The REST API allows clients to run tasks and workflows as jobs, query job status as they run, and retrieve results once jobs are finished.

Registering Jobs

A job is simply a task or workflow that has been made available through the REST API. Tasks and workflows are made available as jobs with the NC_REGISTERED_JOBS setting. The NC_REGISTERED_JOBS is a dictionary of registered jobs:

NC_REGISTERED_JOBS = {
    'task_job': {
        'type': 'task,
        'task': 'myapp.ncdjango_tasks.SomeTask'
    },
    'workflow_job': {
        'type': 'workflow',
        'path': os.path.join(BASE_DIR, 'myapp/workflows/some_workflow.json')
    }
}

A basic job registration requires three things:

  1. The job name (this is the dictionary key). This is the name that client will use when running the job.
  2. The job type. This is either task or workflow.
  3. The task, or path to the workflow file. For tasks, this is a module path. For workflows, it’s the absolute path to the workflow’s JSON file.
Automatically Publishing Results

Jobs can be optionally configured to publish raster results as map services by adding an extra key to the job configuration:

NC_REGISTERED_JOBS = {
    'some_job': {
        'type': 'task',
        'task': 'myapp.ncdjango_tasks.SomeTask',
        'publish_raster_results': True
    }
}

If the job returns raster results, ncdjango will automatically write the results to NetCDF datasets and publish them as temporary services. It will then return the newly created service name as the value of those output field.

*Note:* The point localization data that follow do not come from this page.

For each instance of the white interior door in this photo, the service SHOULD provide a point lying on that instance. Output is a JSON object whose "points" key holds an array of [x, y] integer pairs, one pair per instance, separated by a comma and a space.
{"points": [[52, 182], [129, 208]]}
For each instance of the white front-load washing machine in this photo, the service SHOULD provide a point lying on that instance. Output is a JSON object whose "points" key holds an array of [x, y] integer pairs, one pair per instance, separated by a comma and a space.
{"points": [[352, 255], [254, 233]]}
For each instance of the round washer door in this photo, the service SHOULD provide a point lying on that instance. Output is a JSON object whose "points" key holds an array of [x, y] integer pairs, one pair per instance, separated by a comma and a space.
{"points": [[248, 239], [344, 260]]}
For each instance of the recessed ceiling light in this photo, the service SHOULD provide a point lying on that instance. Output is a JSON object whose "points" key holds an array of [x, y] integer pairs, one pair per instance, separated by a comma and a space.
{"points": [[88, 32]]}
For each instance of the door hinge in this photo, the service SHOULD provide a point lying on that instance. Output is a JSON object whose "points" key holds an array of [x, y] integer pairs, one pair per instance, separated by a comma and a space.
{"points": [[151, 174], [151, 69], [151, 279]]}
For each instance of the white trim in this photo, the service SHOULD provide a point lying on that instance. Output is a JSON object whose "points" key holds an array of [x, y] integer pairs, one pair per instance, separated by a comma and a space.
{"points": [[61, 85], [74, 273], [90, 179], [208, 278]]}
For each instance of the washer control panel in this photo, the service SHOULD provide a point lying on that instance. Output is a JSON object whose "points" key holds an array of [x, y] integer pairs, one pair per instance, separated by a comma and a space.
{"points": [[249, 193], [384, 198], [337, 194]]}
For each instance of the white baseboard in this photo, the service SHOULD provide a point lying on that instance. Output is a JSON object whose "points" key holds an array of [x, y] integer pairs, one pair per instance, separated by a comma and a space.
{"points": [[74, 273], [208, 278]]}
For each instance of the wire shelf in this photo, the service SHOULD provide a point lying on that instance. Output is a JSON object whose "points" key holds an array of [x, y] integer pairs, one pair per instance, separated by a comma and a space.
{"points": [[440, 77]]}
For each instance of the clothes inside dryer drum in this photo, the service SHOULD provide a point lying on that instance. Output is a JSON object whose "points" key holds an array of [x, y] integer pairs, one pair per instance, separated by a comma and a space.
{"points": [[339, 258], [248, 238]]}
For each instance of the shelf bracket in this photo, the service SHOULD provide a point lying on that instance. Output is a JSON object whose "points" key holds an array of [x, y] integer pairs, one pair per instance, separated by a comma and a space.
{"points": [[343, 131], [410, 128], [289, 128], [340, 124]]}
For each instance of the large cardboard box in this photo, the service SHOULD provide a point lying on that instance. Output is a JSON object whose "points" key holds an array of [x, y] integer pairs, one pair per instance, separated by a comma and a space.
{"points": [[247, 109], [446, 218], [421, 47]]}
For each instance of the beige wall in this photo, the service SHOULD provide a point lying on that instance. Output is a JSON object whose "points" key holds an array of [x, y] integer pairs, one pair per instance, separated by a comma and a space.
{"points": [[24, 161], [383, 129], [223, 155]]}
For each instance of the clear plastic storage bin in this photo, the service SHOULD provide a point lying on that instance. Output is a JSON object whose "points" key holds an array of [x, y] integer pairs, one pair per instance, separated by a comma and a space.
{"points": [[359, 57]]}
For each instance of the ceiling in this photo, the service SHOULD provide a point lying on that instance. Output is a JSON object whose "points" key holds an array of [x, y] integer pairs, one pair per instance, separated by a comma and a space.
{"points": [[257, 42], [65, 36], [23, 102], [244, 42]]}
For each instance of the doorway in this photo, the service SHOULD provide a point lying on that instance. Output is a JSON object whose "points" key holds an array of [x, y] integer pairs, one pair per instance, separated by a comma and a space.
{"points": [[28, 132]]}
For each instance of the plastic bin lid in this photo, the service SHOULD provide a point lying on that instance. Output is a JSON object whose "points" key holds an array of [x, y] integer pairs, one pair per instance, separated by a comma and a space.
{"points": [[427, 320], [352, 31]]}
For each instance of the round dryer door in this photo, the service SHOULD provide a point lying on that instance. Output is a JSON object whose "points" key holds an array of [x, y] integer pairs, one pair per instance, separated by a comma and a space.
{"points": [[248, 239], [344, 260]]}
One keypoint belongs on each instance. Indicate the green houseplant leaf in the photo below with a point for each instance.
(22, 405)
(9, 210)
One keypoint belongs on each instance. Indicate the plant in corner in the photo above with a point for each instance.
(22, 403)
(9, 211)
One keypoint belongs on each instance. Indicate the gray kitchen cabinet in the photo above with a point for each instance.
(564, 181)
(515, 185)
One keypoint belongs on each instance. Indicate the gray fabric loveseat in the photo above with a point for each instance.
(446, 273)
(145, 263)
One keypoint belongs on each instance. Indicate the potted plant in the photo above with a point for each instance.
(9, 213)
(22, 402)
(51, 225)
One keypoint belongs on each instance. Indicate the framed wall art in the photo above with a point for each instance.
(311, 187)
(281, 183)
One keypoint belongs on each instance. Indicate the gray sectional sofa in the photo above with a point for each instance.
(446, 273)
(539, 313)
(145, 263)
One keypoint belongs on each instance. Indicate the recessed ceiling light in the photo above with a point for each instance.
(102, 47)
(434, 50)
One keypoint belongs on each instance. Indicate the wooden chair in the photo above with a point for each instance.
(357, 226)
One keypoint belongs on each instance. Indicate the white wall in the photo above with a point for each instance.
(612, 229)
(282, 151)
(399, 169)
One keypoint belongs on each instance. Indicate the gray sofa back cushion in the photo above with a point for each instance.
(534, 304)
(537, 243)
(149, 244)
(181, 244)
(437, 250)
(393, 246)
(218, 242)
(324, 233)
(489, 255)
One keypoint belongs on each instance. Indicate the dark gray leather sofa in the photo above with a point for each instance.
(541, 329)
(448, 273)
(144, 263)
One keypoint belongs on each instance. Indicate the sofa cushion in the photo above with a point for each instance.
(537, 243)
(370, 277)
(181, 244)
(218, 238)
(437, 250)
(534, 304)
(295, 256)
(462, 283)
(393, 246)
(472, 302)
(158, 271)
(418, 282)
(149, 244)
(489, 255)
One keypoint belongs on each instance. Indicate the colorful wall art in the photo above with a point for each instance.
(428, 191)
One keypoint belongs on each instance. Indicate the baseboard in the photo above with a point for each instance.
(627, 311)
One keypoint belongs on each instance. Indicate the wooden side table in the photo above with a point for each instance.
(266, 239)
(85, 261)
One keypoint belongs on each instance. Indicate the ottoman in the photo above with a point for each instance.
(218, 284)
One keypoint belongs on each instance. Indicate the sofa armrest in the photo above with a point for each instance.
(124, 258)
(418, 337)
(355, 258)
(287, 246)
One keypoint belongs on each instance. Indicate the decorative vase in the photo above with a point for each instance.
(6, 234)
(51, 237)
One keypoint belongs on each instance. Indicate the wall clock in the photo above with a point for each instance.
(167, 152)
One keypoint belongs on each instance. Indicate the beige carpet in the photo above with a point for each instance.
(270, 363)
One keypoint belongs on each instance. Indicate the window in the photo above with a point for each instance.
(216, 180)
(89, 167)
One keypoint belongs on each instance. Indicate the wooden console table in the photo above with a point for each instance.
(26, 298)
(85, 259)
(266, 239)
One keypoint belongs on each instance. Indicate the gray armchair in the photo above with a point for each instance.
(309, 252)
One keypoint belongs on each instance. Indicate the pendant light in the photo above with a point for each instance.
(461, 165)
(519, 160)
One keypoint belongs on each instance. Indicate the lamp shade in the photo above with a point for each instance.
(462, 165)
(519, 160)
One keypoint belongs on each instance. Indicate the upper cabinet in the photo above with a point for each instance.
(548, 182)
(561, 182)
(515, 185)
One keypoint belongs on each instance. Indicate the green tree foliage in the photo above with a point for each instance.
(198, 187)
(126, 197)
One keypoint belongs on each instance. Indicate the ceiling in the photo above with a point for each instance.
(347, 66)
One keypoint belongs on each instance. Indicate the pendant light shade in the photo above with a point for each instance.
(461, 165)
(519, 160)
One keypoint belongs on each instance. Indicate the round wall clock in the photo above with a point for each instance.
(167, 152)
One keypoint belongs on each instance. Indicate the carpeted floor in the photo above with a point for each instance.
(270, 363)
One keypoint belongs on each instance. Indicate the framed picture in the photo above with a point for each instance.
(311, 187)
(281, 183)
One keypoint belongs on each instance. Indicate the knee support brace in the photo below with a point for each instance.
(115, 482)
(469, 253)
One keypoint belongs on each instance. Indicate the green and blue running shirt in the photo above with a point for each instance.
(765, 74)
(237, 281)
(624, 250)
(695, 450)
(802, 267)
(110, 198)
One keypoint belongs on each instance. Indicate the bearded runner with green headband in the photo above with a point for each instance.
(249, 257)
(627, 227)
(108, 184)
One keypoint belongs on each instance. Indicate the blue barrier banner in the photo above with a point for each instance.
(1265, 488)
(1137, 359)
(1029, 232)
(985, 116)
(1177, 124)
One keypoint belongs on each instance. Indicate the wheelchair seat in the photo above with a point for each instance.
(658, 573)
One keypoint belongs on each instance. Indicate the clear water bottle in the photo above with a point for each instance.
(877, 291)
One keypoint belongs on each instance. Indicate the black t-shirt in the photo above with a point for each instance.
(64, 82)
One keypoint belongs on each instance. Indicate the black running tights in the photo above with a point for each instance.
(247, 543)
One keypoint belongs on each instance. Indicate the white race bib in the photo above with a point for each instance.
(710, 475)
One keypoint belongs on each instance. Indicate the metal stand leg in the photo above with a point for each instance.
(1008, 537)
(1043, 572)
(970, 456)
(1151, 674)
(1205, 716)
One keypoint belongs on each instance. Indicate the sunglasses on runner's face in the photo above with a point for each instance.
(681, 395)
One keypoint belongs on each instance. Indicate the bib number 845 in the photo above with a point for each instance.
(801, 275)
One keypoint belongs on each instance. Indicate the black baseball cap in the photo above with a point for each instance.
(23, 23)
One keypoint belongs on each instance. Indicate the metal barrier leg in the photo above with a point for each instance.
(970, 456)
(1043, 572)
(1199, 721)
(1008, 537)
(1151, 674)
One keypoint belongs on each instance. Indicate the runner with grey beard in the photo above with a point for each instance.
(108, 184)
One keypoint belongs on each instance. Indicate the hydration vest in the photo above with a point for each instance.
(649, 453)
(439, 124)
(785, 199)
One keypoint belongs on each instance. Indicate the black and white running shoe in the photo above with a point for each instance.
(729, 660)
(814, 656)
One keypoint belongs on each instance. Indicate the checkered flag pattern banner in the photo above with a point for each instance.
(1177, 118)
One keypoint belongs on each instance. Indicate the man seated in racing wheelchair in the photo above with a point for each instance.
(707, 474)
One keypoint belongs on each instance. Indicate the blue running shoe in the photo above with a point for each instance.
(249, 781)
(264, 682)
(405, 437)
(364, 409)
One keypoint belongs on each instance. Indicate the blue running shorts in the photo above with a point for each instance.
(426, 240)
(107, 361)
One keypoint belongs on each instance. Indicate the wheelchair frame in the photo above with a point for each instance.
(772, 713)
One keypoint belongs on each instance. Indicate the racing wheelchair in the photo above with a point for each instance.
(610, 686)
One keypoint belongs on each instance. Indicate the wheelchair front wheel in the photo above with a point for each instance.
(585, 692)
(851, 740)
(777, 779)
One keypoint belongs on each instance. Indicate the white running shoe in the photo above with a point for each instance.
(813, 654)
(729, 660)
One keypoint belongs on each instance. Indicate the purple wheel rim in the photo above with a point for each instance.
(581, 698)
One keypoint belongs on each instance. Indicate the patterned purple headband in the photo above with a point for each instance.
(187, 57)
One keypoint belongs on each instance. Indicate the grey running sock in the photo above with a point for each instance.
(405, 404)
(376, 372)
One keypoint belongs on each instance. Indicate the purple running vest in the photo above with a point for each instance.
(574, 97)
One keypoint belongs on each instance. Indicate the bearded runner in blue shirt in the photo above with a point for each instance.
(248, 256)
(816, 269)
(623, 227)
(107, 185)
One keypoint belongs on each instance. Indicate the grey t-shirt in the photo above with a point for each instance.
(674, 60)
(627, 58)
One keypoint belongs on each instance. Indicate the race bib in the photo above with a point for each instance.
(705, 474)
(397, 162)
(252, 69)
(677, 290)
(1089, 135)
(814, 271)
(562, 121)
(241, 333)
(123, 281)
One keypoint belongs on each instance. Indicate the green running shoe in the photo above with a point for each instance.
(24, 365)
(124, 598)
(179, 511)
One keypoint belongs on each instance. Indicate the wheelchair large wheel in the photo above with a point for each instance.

By default, a black-to-white gradient will be used as the default renderer for the service. You can also specify a renderer to use for published results:

from clover.render.renderers.stretched import StretchedRenderer
from clover.utilities.color import Color

NC_REGISTERED_JOBS = {
    'some_job': {
        'type': 'task',
        'task': 'myapp.ncdjango_tasks.SomeTask',
        'publish_raster_results': True,
        'results_renderer': StretchedRenderer([
            (0, Color(255, 0, 0)),
            (100, Color(0, 0, 255))
        ])
    }
}

Note

See https://github.com/consbio/clover/tree/master/clover/render/renderers for more information on available renderers.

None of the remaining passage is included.